A ocorrência foi atendida inicialmente pela Polícia Militar, após denúncia anônima. No local, havia diversas pessoas assistindo às brigas e realizando apostas. Ao perceberem a chegada da polícia, os envolvidos fugiram para uma área de mata.

Durante a vistoria, foram apreendidos objetos que comprovam a prática criminosa, como cadernetas com nomes de galos e galinhas, datas de nascimento, valores de apostas e dívidas, além de esporas artificiais, biqueiras, produtos veterinários, cronômetro e fichas de consumo de bebidas. Em um veículo de uma das pessoas que estava na rinha, os policiais encontraram R$ 2 mil, valor que pode estar ligado às apostas.

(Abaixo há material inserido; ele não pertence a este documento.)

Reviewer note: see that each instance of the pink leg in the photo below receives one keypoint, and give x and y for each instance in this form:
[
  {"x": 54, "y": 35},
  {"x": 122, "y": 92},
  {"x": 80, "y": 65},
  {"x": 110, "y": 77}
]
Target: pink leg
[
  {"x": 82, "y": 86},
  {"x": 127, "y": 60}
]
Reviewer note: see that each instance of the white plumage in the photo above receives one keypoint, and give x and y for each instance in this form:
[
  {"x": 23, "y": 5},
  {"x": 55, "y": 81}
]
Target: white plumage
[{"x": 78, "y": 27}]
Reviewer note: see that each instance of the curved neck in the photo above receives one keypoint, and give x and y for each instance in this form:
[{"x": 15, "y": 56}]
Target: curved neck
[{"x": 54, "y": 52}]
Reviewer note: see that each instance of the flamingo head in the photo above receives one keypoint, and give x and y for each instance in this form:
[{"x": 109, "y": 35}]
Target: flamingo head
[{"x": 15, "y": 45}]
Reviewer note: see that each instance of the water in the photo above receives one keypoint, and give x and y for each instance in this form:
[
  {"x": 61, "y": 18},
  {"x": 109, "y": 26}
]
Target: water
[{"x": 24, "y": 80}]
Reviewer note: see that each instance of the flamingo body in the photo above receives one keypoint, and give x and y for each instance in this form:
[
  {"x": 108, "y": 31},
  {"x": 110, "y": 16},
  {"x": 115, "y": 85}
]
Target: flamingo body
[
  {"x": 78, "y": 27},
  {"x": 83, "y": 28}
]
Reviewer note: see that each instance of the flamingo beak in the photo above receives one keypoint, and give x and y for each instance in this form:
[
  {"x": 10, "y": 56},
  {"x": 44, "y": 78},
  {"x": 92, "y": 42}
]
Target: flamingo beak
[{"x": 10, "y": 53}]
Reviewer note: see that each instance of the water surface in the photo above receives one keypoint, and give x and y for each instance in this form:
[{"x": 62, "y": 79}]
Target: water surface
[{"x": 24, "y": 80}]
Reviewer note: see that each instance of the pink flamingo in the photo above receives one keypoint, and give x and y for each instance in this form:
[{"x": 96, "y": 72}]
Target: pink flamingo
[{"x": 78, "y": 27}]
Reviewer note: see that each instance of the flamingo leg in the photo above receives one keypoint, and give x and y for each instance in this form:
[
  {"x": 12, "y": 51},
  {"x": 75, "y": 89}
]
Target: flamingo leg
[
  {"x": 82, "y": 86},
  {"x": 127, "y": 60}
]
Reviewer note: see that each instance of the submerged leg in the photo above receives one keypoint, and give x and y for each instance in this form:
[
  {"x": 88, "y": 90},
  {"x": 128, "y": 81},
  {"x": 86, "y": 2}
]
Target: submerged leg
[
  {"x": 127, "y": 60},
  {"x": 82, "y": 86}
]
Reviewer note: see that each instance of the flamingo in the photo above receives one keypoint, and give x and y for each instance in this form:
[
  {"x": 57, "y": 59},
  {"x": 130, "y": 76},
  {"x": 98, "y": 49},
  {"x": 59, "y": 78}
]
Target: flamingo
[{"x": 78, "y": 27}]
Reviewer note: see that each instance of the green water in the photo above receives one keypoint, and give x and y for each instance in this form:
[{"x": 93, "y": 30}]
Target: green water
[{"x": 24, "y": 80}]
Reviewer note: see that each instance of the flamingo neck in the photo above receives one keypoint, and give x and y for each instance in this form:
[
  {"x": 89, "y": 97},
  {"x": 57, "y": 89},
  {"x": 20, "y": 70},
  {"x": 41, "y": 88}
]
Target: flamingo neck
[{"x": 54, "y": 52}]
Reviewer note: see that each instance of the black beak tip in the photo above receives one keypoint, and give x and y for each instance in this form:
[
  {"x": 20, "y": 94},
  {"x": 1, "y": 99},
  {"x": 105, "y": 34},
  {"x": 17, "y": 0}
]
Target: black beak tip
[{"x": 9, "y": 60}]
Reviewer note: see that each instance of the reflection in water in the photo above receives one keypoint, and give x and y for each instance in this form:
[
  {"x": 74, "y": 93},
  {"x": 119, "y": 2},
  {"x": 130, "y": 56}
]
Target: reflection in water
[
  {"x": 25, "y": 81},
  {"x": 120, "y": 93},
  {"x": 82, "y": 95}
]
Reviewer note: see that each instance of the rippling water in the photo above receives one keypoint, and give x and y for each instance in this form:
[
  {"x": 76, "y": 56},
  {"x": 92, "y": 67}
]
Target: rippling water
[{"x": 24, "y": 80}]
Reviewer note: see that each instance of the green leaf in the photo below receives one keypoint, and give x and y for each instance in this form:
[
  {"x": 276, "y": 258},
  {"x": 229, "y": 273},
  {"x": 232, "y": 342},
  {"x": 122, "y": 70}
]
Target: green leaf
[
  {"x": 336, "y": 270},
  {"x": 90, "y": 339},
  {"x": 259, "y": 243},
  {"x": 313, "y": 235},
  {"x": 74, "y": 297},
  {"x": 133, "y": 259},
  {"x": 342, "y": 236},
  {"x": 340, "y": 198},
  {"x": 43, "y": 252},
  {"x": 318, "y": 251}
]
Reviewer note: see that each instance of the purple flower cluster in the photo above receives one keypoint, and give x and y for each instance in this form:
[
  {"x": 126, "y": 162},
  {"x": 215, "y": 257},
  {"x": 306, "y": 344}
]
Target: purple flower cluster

O caso foi registrado como maus-tratos a animais silvestres, domésticos ou domesticados, com resultado morte, e segue sob investigação da Polícia Civil. Ninguém foi preso até o momento da reportagem do g1.

Rinhas de galo e tráfico de aves são recorrentes

O combate às rinhas de galo e ao tráfico de aves é constante em diferentes estados do país. Em 2021, o Batalhão de Polícia Militar Ambiental do Espírito Santo (BPMA) deteve 211 pessoas por crimes ambientais, incluindo tráfico de aves. Embora não haja dados exclusivos sobre rinhas, o major Anderson Machado Luchi afirmou em entrevista à Tribuna que diversas apreensões e flagrantes foram registrados no estado.

“É uma prática, infelizmente, comum. Dentro do estado existe esse tipo de tráfico, onde criminosos fazem vendas desses animais, mas também já existe o tráfico nacional e internacional. Normalmente os animais vêm do Norte do país para o Sudeste e daqui são levados para a Europa ou os Estados Unidos. São cifras muito altas em jogo”, afirmou o major.

Segundo a Polícia Ambiental, entre as aves mais visadas nesse comércio ilegal estão arara-canindé, arara-vermelha, tucano, papagaio, periquito e canarinho.